As part of its just released report, Armstrong & Associates estimates the global third-party logistics market at $391 billion. European 3PL revenues are estimated at $139 billion.
For the U.S. market, International Transportation Management (ITM), which includes major components of freight forwarding and global supply chain management, had net revenue increases of 17.7%. Kuehne + Nagel, Expeditors, DHL Global and APL all had net income margins of 10% or greater compared to net revenue. ITM growth is primarily a reflection of continued economic expansion in China and the Asia Pacific markets.
Domestic Transportation Management (DTM), including freight brokerage, posted a 12% gain in net revenues (gross margin). Gross revenues (turnover) were $33.8 billion. BAX, BNSF, C.H. Robinson, Meridian IQ and NFI grew by more than 20%. Hub, Penske, Ryder and Werner grew by 10% or more.

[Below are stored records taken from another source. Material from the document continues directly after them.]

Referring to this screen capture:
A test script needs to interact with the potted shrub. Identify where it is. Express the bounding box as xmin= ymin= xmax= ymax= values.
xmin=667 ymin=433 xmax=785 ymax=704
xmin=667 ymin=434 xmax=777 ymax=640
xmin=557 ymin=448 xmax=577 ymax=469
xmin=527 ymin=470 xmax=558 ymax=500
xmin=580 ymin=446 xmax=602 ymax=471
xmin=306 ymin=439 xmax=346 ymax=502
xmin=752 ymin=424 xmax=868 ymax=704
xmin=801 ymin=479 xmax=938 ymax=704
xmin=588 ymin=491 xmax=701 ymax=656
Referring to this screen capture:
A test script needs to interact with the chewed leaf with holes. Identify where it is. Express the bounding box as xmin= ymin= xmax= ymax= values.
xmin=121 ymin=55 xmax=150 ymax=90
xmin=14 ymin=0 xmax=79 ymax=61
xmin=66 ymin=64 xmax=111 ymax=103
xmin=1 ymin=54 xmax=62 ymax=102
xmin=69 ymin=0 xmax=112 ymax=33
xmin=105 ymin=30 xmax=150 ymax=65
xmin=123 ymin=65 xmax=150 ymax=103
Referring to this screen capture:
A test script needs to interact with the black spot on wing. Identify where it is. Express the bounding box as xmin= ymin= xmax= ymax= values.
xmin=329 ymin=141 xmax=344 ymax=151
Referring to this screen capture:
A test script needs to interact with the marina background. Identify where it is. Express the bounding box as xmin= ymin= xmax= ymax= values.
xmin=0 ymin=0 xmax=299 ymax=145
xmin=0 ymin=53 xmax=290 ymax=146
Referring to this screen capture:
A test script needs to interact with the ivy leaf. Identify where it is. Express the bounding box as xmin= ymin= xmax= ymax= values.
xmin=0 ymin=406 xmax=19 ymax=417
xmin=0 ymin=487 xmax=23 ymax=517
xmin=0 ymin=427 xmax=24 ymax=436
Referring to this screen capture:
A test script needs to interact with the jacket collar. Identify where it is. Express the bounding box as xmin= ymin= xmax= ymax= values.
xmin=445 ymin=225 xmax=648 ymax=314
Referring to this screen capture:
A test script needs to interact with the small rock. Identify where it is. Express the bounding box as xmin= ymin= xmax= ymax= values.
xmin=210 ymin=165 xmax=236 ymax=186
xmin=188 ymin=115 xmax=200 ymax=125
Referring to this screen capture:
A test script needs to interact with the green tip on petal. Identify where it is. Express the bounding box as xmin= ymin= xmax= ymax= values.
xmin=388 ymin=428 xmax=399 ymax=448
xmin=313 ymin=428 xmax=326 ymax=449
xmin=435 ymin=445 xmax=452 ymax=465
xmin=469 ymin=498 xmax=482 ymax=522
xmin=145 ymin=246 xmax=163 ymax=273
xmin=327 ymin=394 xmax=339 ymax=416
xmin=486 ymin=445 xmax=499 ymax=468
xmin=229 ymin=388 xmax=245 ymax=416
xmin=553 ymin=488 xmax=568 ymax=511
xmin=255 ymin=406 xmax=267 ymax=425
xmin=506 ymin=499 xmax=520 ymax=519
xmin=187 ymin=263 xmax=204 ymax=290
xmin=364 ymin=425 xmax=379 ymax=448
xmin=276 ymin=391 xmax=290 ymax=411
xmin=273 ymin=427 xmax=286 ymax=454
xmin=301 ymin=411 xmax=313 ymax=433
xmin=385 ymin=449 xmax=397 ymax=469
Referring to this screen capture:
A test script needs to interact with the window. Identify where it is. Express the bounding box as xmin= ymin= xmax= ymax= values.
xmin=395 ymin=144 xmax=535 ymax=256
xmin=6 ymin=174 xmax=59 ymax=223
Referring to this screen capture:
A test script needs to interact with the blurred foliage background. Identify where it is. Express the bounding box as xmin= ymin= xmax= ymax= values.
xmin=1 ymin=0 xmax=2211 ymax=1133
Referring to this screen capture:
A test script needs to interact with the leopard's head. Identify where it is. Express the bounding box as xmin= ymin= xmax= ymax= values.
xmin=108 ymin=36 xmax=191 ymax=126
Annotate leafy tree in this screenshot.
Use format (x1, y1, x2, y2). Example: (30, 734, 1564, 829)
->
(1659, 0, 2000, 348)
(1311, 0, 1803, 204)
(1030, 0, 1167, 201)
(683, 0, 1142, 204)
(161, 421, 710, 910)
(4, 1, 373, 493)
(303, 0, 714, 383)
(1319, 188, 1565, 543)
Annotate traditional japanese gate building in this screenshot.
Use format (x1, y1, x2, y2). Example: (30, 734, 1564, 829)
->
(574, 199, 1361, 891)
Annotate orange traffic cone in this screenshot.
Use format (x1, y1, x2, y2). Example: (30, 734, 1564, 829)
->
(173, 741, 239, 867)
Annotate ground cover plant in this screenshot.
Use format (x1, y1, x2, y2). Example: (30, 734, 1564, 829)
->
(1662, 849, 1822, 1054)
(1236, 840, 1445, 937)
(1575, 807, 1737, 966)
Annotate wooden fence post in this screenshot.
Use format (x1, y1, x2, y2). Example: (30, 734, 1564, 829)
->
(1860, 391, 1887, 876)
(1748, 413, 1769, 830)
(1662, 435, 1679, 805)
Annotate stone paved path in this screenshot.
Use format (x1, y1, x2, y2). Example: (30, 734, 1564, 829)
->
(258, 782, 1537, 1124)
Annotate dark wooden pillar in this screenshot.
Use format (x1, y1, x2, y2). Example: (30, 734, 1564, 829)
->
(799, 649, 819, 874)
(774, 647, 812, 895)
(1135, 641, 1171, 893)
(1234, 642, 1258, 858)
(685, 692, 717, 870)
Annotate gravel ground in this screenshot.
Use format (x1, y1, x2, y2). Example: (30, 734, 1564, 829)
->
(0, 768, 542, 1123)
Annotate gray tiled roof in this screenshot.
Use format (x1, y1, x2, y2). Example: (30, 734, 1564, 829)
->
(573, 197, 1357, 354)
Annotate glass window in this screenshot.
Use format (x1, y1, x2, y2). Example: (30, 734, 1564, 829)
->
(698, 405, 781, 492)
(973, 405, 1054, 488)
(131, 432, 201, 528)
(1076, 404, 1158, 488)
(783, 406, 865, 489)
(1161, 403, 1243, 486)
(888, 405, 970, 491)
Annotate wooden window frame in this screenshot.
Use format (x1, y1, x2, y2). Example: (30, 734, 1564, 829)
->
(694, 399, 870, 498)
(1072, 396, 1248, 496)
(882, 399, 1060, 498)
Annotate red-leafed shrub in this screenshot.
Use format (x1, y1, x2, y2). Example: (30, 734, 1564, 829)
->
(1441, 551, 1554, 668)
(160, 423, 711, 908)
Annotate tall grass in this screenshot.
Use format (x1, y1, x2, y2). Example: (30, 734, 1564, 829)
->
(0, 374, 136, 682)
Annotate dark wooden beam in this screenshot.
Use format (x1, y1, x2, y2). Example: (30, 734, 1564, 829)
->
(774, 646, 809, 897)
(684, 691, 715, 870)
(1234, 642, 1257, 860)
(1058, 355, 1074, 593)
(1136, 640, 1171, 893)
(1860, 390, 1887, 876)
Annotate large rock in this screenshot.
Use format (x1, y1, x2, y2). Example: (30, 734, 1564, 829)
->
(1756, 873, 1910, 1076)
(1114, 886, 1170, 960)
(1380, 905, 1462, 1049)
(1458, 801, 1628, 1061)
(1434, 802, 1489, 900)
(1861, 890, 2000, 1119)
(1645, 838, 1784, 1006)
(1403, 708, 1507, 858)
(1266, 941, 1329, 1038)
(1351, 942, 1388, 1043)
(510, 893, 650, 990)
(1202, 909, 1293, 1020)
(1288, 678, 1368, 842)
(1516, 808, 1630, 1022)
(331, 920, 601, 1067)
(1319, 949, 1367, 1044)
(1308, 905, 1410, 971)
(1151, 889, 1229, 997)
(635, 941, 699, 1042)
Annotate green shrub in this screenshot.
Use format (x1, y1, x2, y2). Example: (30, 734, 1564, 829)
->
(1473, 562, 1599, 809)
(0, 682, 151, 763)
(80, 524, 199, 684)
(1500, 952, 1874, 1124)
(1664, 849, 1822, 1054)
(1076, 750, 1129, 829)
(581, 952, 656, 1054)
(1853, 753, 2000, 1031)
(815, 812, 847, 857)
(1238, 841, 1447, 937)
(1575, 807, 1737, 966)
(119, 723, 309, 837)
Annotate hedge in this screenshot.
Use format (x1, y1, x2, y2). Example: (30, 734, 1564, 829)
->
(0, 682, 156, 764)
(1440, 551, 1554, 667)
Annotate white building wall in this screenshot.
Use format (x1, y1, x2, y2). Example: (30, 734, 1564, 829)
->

After-tax Net margin for DTM was 11.1%
DTM net revenue growth slipped from 18% in 2005 and net income margin dropped by 1%. We attribute these changes to the U.S. economic slowdown; they are temporary downturns and have no significant long term importance for key players in DTM. Despite the slowdown, C.H. Robinson still ended the year with net revenues of $1.1 billion and a net income margin of 24.7%. BNSF Logistics, Hub, NFI and Werner all had double digit net income margins.